Çanakkale’de keskin nişancı Türk kadınlarının kahramanlıkları Avustralya arşivlerinden çıktı
Kahramanlık
destanının yazıldığı Çanakkale Savaşları’nda da Türk kadın savaşçılar
Gelibolu Yarımadası’nın her karış toprağında yatan Mehmetçiklerin
yanında göğüs göğüse çarpıştı.
Çanakkale Onsekiz Mart Üniversitesi (ÇOMÜ) Öğretim Üyesi Prof.
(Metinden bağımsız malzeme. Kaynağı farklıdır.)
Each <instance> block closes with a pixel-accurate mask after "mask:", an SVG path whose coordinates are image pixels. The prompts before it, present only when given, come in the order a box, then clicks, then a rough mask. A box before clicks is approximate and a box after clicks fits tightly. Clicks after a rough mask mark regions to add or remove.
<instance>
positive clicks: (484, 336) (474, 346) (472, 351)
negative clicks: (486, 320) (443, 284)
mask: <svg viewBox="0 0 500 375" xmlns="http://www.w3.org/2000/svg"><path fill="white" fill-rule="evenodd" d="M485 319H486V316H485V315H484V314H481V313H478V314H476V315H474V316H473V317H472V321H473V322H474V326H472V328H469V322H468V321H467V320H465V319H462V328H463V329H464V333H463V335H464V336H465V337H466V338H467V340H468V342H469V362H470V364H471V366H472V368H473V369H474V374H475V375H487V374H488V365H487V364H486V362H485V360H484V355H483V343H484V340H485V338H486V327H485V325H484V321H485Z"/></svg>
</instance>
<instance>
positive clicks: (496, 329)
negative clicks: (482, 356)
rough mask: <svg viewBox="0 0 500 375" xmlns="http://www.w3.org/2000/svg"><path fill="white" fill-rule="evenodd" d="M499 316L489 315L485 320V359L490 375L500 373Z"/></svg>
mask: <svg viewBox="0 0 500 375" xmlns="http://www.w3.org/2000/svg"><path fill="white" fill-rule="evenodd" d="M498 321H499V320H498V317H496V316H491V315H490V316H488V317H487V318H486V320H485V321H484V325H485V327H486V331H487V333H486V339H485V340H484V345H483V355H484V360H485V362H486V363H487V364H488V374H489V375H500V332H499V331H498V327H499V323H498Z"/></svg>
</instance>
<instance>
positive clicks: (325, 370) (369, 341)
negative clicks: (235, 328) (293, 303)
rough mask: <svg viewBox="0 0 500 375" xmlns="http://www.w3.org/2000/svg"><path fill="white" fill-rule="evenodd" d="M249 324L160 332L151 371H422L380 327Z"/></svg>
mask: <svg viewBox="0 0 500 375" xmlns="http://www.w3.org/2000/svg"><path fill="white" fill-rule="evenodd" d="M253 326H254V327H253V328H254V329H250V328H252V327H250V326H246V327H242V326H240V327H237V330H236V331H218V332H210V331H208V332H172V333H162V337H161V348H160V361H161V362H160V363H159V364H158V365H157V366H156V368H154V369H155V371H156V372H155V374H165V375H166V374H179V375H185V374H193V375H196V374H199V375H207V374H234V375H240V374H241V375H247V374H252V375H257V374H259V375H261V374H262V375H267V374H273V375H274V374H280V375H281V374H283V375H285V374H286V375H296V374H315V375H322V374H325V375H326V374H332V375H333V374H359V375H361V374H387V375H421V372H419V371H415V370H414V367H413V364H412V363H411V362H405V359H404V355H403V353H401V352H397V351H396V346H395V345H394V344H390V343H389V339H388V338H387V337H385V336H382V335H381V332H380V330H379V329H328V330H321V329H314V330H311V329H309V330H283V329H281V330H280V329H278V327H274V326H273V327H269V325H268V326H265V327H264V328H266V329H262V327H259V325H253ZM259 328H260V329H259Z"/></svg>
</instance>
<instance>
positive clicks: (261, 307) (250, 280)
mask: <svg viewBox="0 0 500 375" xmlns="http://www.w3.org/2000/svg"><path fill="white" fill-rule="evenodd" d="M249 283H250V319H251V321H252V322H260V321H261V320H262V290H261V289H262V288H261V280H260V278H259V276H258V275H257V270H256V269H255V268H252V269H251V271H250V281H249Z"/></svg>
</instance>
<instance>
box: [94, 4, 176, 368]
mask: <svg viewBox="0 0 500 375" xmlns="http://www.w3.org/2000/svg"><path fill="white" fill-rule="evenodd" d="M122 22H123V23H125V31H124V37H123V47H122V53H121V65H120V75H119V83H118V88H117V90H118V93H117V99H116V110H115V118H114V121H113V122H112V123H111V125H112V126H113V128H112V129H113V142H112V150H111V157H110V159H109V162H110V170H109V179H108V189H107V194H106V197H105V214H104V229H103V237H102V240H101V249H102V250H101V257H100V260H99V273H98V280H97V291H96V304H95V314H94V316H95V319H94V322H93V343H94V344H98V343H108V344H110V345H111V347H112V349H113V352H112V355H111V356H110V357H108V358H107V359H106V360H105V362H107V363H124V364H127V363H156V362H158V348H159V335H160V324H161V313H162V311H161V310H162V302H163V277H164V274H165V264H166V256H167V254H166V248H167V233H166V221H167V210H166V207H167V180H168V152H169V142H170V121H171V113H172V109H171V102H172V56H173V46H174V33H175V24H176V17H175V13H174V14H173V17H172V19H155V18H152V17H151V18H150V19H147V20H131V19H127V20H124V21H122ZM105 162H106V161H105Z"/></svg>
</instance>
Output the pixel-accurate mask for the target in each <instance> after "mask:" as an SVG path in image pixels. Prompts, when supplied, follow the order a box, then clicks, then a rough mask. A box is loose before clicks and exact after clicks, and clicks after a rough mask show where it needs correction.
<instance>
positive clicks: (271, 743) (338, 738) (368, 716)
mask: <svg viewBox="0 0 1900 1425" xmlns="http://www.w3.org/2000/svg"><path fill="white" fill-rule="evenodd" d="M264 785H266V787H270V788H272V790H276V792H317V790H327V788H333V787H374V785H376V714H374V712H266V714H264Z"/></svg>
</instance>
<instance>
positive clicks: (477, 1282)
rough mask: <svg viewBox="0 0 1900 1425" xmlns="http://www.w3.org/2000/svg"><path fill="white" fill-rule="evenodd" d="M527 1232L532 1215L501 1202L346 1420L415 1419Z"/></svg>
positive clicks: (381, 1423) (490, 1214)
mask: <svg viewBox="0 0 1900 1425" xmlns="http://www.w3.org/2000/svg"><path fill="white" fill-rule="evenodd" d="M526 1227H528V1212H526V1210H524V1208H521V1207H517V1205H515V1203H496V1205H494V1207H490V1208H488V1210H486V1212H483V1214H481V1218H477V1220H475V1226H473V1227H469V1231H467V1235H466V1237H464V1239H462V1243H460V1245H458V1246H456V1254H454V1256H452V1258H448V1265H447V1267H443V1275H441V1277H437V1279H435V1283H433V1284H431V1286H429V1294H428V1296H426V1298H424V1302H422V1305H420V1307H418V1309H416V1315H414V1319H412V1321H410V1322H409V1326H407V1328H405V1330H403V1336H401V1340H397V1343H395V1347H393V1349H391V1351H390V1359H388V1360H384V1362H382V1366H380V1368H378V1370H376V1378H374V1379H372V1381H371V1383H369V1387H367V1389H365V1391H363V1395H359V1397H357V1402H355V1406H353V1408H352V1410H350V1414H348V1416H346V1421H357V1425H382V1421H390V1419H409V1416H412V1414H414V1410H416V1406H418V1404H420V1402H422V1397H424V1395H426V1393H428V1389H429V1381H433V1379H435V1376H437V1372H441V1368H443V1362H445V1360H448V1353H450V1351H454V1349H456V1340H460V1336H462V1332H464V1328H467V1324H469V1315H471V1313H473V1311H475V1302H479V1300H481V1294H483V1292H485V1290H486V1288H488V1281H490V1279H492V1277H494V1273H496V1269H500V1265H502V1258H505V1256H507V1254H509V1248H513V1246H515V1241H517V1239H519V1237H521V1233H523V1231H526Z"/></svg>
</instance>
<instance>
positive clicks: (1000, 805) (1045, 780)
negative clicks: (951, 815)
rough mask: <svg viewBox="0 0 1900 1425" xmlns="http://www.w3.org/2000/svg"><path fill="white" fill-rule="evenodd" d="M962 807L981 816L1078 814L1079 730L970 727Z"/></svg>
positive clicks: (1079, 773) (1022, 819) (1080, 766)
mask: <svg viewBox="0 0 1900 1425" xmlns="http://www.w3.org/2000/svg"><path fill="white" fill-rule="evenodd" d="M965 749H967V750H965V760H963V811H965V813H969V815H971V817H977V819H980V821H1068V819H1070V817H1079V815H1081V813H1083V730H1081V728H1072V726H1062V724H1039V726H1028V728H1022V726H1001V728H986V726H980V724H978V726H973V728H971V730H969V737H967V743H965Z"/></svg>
Dr. A.
Mete Tunçoku,
yaptığı açıklamada, daha önce inceleme fırsatı bulduğu Avustralya ve
Yeni Zelanda arşivlerinde bu konuyla ilgili pek çok belgeyle
karşılaştığını söyledi. Özellikle o dönemde askerlerin
“Keskin nişancı Türk kadınları”, “Türk kadın savaşçıları” konularını anlatan mektup ve günlükleriyle karşılaştığını anlatan
Tunçoku, Avustralya Piyade Er
J. C. Davies’in annesine yazdığı şu mektupta kahraman Türk kadın savaşçılarından bahsedildiğini anlattı:
Pusuda ateş eden keskin nişancı Türk kadın savaşçıları düşmanı bunaltıyordu
“Benim
de vurulduğum 18 Mayıs 1915 günü keskin nişancı bir Türk kızı, pusuda
çarpışıyordu. Gizlendiği yerden gün boyunca ateş etti ve çok sayıda
adamımızı vurdu. Ancak gün batmadan bir Avustralyalı tarafından
vurulmasına gene de üzüldüm. Güzel, yapılı ve tahminen 19-21 yaşlarında
bir genç kızdı.
Ölü ele geçirdiğimizde, yanında başka bir Türk’ün ölüsünü de bulduk. Genç kızın bedeninde tam 52 kurşun yarası vardı.”
Prof. Dr.
Tunçoku, Mısır’da yayınlanan
“The Egyptian Gazette”
adlı gazetede yer alan ve bir askerin İskenderiye’den ailesine yazdığı
mektubunda, Türk kadın savaşçılardan şöyle bahsedildiğini söyledi:
“15
Ağustos 1915 pazar günü savaşa katıldık ve büyük bir tepeyi ele geçirme
görevi aldık. Bu arada çok can kaybı verdik. Şarapnel parçaları,
makineli tüfek mermileri yanı sıra, pusuda ateş eden keskin nişancı Türk
kadın savaşçıların ateşi altında adeta cehennemde ilerlemek gibi bir
şeydi bizimkisi. Burada çarpışanların çoğu kadın ve kız. Kendilerini
yeşile boyayıp, ağaç ve bodur bitkilerle uyum sağlamış.”
Yeni
Zelanda’dan savaşmak için gelen Otago Birliği’ne mensup bir askerin de
savaştan sonra ülkesine döndüğünde, kendisiyle yapılan ses kayıtlı
görüşme sırasında,
“Bir keskin nişancı
Türk savaşçısını yakalamak için operasyon düzenlediklerini, bu nişancıyı
ele geçirdiklerinde şaşırıp, kadın olduğunu gördüğünü” söylediğini ifade eden
Tunçoku,
tüm bu örneklerin Çanakkale Savaşları’nda bazı kadın savaşçıların da
rol aldığını, bunun bireysel bir kaç olaydan çok örgütlü bir eylem
olduğu kanısına varıldığını kaydetti.